Reputation: 5
I got this code below from the wiki books page here. It parses math expressions, and it works very well for the code I'm working on. Although there is one problem, when I start to add layers of brackets to my expression the program slows down dramatically, crashing my computer at some point. It has something to do with the number of operators I have it check for, the more operators I have the less brackets I can parse. Is there anyway to get around or fix this bottleneck?

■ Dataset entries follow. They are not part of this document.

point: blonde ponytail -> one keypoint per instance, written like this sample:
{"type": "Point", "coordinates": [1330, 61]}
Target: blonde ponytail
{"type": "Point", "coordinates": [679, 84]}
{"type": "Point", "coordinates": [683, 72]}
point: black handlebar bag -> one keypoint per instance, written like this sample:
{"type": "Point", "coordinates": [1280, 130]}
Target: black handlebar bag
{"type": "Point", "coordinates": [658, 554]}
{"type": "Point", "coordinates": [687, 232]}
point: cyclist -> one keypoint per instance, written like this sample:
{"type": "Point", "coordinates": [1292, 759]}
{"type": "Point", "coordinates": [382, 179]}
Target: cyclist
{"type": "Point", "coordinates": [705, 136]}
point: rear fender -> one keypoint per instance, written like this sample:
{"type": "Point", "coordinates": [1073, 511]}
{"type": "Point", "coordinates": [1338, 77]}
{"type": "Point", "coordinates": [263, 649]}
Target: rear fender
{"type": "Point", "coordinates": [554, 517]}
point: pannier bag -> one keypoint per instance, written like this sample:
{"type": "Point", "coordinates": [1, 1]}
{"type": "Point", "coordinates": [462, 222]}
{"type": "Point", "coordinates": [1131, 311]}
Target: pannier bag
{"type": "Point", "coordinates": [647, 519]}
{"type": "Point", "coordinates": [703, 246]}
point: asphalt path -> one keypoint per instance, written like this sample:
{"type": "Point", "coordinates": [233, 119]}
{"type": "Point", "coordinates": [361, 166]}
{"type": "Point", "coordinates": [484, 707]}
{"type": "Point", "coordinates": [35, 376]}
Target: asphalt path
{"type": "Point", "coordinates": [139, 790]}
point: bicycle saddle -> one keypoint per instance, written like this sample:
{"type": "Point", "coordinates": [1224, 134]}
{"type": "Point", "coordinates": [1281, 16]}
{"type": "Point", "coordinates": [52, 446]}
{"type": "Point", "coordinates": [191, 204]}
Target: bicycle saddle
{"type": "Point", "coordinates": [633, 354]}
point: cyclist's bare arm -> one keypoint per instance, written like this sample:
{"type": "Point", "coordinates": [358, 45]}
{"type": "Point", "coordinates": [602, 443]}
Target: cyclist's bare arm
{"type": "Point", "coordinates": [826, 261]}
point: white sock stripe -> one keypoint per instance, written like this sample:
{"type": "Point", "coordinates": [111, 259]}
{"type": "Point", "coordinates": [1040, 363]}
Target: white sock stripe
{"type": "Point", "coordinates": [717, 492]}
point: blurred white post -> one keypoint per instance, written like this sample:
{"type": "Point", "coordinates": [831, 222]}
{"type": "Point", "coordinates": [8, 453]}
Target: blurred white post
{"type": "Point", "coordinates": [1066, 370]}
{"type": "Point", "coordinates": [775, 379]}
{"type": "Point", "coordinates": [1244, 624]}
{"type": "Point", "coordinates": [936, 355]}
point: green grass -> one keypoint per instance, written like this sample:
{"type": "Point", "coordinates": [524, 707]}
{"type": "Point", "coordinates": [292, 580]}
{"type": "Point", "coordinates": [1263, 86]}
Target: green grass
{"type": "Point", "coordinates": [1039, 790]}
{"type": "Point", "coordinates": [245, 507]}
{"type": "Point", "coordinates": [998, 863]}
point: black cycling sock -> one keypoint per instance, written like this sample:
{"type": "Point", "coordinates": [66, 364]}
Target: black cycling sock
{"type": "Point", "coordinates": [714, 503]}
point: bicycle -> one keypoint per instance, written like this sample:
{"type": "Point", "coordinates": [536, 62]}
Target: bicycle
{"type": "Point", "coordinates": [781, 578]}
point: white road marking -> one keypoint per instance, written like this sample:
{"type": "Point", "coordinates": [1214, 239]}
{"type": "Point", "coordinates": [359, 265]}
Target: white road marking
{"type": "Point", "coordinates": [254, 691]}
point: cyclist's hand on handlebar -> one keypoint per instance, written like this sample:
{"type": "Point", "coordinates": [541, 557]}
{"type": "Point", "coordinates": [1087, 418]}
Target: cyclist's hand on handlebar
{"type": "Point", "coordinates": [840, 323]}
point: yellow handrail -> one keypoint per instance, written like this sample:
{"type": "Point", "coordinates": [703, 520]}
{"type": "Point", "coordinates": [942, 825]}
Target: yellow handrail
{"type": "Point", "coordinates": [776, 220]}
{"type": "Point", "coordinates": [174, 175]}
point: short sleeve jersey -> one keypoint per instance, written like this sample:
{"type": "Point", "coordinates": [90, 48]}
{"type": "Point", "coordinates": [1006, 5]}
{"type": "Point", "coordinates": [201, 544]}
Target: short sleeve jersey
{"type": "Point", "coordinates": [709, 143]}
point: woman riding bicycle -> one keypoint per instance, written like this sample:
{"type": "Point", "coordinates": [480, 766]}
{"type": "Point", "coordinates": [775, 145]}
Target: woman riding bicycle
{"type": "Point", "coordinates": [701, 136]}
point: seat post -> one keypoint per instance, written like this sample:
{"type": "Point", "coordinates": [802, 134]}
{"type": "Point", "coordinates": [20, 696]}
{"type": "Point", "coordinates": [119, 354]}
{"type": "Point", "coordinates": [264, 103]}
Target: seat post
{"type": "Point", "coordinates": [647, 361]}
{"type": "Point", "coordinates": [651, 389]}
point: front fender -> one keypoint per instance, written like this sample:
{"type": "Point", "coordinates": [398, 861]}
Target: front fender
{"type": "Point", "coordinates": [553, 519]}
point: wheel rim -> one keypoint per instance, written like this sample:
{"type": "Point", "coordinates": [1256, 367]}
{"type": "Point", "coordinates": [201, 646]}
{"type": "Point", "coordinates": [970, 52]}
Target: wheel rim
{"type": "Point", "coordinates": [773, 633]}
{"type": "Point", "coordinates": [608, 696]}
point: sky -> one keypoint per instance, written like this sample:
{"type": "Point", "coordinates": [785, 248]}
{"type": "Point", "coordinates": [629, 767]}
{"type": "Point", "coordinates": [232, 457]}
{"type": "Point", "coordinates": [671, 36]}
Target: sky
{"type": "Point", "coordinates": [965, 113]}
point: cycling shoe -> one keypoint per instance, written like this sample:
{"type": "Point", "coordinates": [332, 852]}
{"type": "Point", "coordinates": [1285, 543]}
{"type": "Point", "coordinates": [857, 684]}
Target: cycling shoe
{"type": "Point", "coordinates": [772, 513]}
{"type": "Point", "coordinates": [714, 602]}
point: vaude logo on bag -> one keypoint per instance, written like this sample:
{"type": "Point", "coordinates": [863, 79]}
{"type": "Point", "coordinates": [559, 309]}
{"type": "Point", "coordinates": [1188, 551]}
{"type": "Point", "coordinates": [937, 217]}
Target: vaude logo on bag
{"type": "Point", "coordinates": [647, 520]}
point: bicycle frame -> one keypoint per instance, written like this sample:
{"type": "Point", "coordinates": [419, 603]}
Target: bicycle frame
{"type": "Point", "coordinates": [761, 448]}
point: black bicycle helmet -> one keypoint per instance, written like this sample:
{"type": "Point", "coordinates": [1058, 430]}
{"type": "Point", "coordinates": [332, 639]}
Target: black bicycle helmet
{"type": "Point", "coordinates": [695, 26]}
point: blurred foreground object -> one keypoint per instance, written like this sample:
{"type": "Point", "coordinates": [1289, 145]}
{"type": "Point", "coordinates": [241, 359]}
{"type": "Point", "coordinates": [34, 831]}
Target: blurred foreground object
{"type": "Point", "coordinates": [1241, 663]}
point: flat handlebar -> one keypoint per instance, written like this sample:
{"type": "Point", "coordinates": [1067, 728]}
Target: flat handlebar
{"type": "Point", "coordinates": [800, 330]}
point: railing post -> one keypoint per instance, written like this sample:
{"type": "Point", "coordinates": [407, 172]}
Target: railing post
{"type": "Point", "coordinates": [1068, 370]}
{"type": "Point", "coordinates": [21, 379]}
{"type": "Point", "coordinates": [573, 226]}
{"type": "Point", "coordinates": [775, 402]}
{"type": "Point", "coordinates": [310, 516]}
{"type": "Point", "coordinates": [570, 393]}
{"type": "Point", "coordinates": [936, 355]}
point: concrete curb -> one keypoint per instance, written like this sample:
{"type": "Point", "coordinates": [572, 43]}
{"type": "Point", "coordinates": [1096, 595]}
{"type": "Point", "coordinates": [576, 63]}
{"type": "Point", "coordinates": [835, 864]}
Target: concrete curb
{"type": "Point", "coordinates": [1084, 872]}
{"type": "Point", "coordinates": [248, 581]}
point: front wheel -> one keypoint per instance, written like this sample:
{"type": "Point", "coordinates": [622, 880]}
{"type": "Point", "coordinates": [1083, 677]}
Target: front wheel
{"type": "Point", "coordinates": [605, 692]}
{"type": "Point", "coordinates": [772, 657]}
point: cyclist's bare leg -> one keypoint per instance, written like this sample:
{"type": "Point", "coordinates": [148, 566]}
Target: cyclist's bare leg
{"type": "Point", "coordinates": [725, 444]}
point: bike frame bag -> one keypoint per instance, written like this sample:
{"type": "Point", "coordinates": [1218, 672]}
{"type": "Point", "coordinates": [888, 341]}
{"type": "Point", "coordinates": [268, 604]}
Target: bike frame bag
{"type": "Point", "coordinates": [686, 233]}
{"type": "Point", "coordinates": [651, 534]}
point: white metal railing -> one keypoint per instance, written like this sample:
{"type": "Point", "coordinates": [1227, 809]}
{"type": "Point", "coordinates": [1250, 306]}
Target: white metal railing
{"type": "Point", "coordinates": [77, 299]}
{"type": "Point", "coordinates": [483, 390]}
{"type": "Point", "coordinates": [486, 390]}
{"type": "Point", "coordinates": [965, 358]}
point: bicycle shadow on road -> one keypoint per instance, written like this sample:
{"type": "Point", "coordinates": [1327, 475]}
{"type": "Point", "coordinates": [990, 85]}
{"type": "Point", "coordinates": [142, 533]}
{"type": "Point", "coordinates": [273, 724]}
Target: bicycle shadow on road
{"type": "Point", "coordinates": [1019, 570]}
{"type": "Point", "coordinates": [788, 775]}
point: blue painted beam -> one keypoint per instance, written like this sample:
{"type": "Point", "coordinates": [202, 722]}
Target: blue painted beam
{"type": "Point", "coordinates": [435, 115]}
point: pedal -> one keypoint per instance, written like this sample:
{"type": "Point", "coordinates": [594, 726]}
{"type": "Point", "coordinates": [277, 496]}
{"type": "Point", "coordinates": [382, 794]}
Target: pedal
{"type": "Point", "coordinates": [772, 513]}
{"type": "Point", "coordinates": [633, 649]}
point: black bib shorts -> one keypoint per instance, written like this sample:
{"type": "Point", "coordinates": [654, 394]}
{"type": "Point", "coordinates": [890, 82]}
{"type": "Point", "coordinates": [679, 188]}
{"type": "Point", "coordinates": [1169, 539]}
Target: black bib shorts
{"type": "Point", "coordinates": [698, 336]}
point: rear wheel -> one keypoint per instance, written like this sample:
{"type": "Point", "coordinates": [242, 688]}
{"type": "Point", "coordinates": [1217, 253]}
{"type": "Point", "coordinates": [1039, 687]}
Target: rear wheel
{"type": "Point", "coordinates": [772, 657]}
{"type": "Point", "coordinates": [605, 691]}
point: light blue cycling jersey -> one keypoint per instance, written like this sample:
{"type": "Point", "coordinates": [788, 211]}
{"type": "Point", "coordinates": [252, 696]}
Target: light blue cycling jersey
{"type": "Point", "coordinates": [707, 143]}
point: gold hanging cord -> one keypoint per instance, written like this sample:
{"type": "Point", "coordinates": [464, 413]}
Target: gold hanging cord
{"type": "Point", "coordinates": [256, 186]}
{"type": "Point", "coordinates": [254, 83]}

Any help is much appreciated.
import Text.ParserCombinators.ReadP
-- slower
operators = [("Equality",'='),("Sum",'+'), ("Product",'*'), ("Division",'/'), ("Power",'^')]
-- faster
-- ~ operators = [("Sum",'+'), ("Product",'*'), ("Power",'^')]
skipWhitespace = do
many (choice (map char [' ','\n']))
return ()
brackets p = do
skipWhitespace
char '('
r <- p
skipWhitespace
char ')'
return r
data Tree op = Apply (Tree op) (Tree op) | Branch op (Tree op) (Tree op) | Leaf String deriving Show
leaf = chainl1 (brackets tree
+++ do
skipWhitespace
s <- many1 (choice (map char "abcdefghijklmnopqrstuvwxyzABCDEFGHIJKLMNOPQRSTUVWXYZ0123456789.-[]" ))
return (Leaf s))
(return Apply)
tree = foldr (\(op,name) p ->
let this = p +++ do
a <- p +++ brackets tree
skipWhitespace
char name
b <- this
return (Branch op a b)
in this)
(leaf +++ brackets tree)
operators
readA str = fst $ last $ readP_to_S tree str
main = do loop
loop = do
-- ~ try this
-- ~ (a+b+(c*d))
str <- getLine
print $ last $ readP_to_S tree str
loop
Upvotes: 0
Views: 334
Reputation: 12070
This is a classic problem in backtracking (or parallel parsing, they are basically the same thing).... Backtracking grows (at worst) exponentially with the size of the input, so the time to parse something can suddenly explode. In practice backtracking works OK in language parsing for most input, but explodes with recursive infix operator notation. You can see why by considering how many possibile ways this could be parsed (using made up & and % operators):
a & b % c & d
could be parsed as
a & (b % (c & d))
a & ((b % c) & d)
(a & (b % c)) & d
((a & b) % c) & d
This grows like 2^(n-1). The solution to this is to add some operator precidence information earlier in the parse, and throw away all but the sensible cases.... You will need an extra stack to hold pending operators, but you can always go through infix operator expressions in O(1).
LR parsers like yacc do this for you.... With a parser combinator you need to do it by hand. In parsec, there is a Expr package with a buildExpressionParser function that builds this for you.